Yes.  Though it would depend on such things as the relative costs of comparison and assignment/swapping.

<snip>
> Bubble sort is the classic "bad" sorting algorithm.  It still has its defenders,
> for special cases.  Like insertion sort, it probably survives because it is easy
> to code for small hand written linked lists in languages like C.

I guess for linked lists, insertion sort is as easy or perhaps easier to code than bubble sort.

Just thinking about it, on a linked list, insertion sort has the advantage that an insertion is O(1).  OTOH, on an array it has the advantage that a search for the right place is O(log N).  I suppose the constant for the whole alg is smaller for the linked list....

I guess selection sort (or shaker sort, which I hadn't heard of before but is a perfectly intuitive improvement I had thought up) is equally easy and thus defendable.  It even has its strenghts, such as sorting tournament crosstables....

<snip>
> I always liked "shell sorts" and "natural merge sorts" but noone uses those any
> more.  Probably because they're really slow... oh well to each his own I guess.

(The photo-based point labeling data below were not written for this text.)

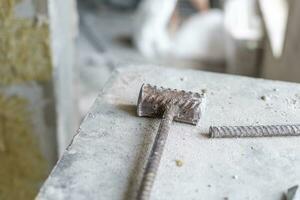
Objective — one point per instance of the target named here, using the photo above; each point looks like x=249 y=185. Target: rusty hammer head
x=153 y=101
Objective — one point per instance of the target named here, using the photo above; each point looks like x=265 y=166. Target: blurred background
x=56 y=57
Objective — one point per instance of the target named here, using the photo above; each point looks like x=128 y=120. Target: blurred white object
x=244 y=34
x=275 y=11
x=200 y=37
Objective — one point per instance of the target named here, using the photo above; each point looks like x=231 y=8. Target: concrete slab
x=106 y=157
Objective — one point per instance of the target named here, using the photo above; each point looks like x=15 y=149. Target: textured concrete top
x=106 y=157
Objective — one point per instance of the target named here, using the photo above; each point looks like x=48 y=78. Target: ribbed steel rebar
x=254 y=131
x=156 y=153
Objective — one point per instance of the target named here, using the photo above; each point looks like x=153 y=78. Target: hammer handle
x=156 y=153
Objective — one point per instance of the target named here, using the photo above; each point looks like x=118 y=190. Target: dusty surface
x=105 y=158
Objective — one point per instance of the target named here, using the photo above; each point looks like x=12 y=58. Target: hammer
x=170 y=104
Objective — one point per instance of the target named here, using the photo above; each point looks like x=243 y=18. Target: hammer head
x=153 y=101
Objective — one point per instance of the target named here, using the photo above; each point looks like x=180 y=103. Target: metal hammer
x=170 y=104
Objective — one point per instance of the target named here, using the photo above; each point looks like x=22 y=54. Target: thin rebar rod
x=254 y=131
x=153 y=161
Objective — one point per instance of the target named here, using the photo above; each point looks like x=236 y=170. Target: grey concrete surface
x=106 y=157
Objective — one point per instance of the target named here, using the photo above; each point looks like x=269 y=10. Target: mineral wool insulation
x=24 y=57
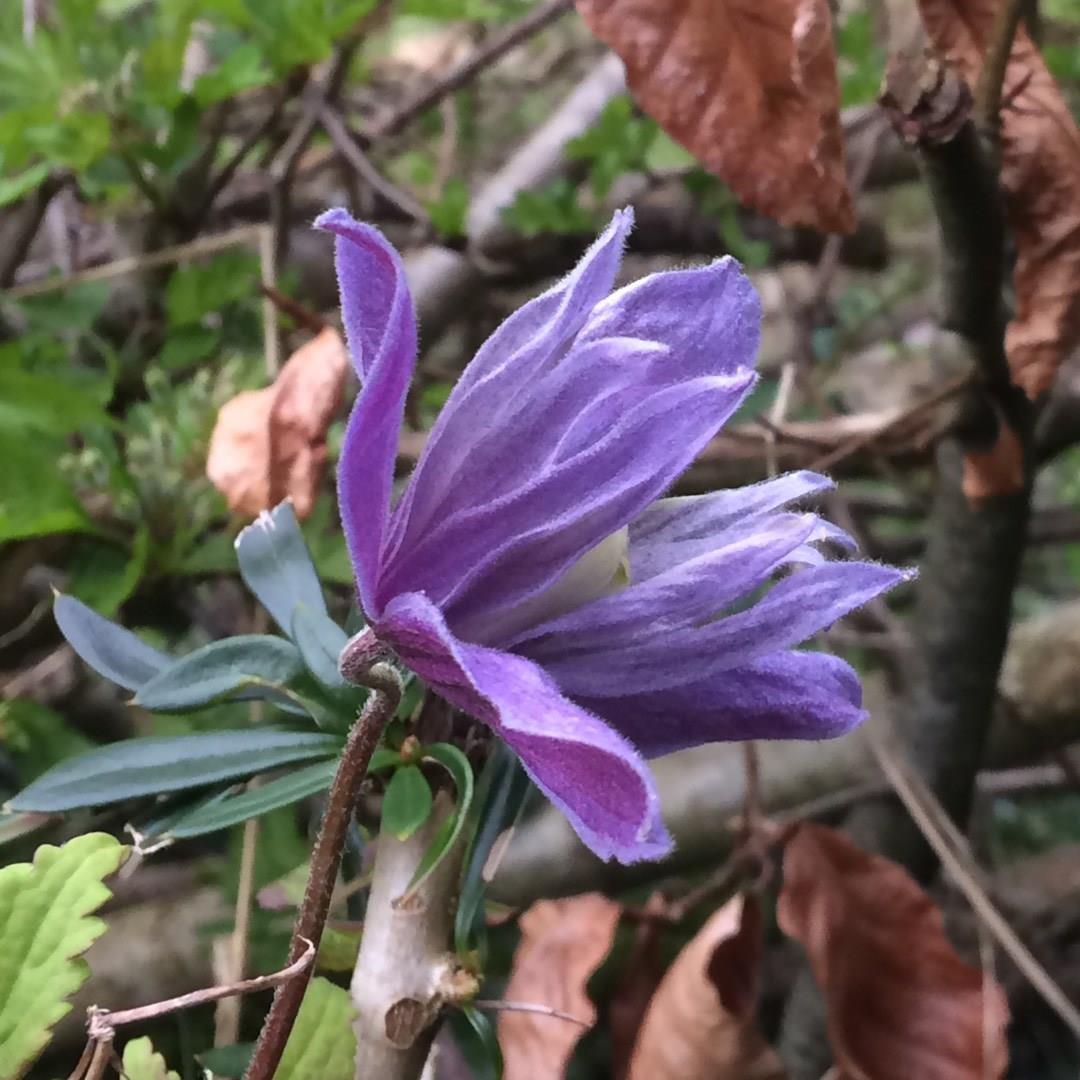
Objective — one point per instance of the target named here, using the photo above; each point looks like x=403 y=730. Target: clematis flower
x=532 y=575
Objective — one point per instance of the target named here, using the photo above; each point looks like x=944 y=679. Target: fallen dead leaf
x=1040 y=174
x=750 y=88
x=270 y=444
x=563 y=943
x=901 y=1002
x=700 y=1023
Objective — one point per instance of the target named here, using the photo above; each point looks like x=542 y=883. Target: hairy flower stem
x=405 y=973
x=325 y=862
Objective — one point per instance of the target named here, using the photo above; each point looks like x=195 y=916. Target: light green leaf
x=217 y=670
x=143 y=1063
x=406 y=804
x=157 y=764
x=45 y=923
x=455 y=763
x=322 y=1045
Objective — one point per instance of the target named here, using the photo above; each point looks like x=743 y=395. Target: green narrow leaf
x=502 y=788
x=449 y=832
x=112 y=651
x=322 y=1044
x=275 y=564
x=45 y=923
x=142 y=1062
x=138 y=767
x=255 y=801
x=407 y=802
x=217 y=670
x=320 y=640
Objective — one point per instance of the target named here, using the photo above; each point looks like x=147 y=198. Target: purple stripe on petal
x=380 y=326
x=593 y=774
x=683 y=595
x=782 y=696
x=501 y=372
x=674 y=529
x=503 y=551
x=793 y=610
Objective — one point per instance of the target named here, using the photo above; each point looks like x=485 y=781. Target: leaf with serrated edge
x=322 y=1045
x=45 y=923
x=275 y=565
x=217 y=670
x=143 y=1063
x=138 y=767
x=112 y=651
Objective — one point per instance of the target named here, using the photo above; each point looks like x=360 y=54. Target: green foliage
x=45 y=923
x=861 y=61
x=156 y=764
x=140 y=1062
x=406 y=802
x=322 y=1045
x=37 y=738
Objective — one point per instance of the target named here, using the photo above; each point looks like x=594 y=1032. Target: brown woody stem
x=325 y=862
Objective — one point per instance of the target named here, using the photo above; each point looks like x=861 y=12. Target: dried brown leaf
x=563 y=943
x=750 y=88
x=901 y=1002
x=270 y=444
x=1040 y=174
x=700 y=1024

Strange - JA's source shows shell sort being marginally quicker than heap sort.

Stewart.

-- 
My e-mail is valid but not my primary mailbox, aside from its being the unfortunate victim of intensive mail-bombing at the moment.  Please keep replies on the 'group where everyone may benefit.
May 13, 2004
Stewart Gordon wrote:

>
> Yes.  Though it would depend on such things as the relative costs of comparison and assignment/swapping.

<snip>

On of the great things about ADA generics is that you could easily replace the comparison operator and do tests on how many comparisons were actually performed.  Of course you could box all the variables you use in the sort algorithm but that's just not the same.  I wish D templates could accept operators/functions as parameters.  At the very least its a good way to profile that particular aspect of an algorithm.


-- 
-Anderson: http://badmama.com.au/~anderson/
May 13, 2004
Stewart Gordon wrote:

>
>> I always liked "shell sorts" and "natural merge sorts" but noone uses those any
>> more.  Probably because they're really slow... oh well to each his own I guess.
>
>
> Strange - JA's source shows shell sort being marginally quicker than heap sort.
>
> Stewart.
>
If your talking about the website I provided, did you read that shell sort was slightly broken?


-- 
-Anderson: http://badmama.com.au/~anderson/
May 13, 2004
>>
>>I think I've read in the docs that the D compiler autodetects if a
>>function should be virtual or not. Why is there such a speedgain by
>>explicitely marking methods as final, when the compiler can do this
>>implicitely?
> 
> 
> Because the compiler is not sophisticated enough to do it automatically yet.
> 
> 
Thanks, that's all I wanted to hear ;)

Regards,
Jörg
May 13, 2004
J Anderson wrote:
<snip>
> If your talking

My talking?

> about the website I provided, did you read that shell sort was slightly broken?

No.  I still don't.  Where's that little bit of info buried then?

Stewart.

-- 
My e-mail is valid but not my primary mailbox, aside from its being the unfortunate victim of intensive mail-bombing at the moment.  Please keep replies on the 'group where everyone may benefit.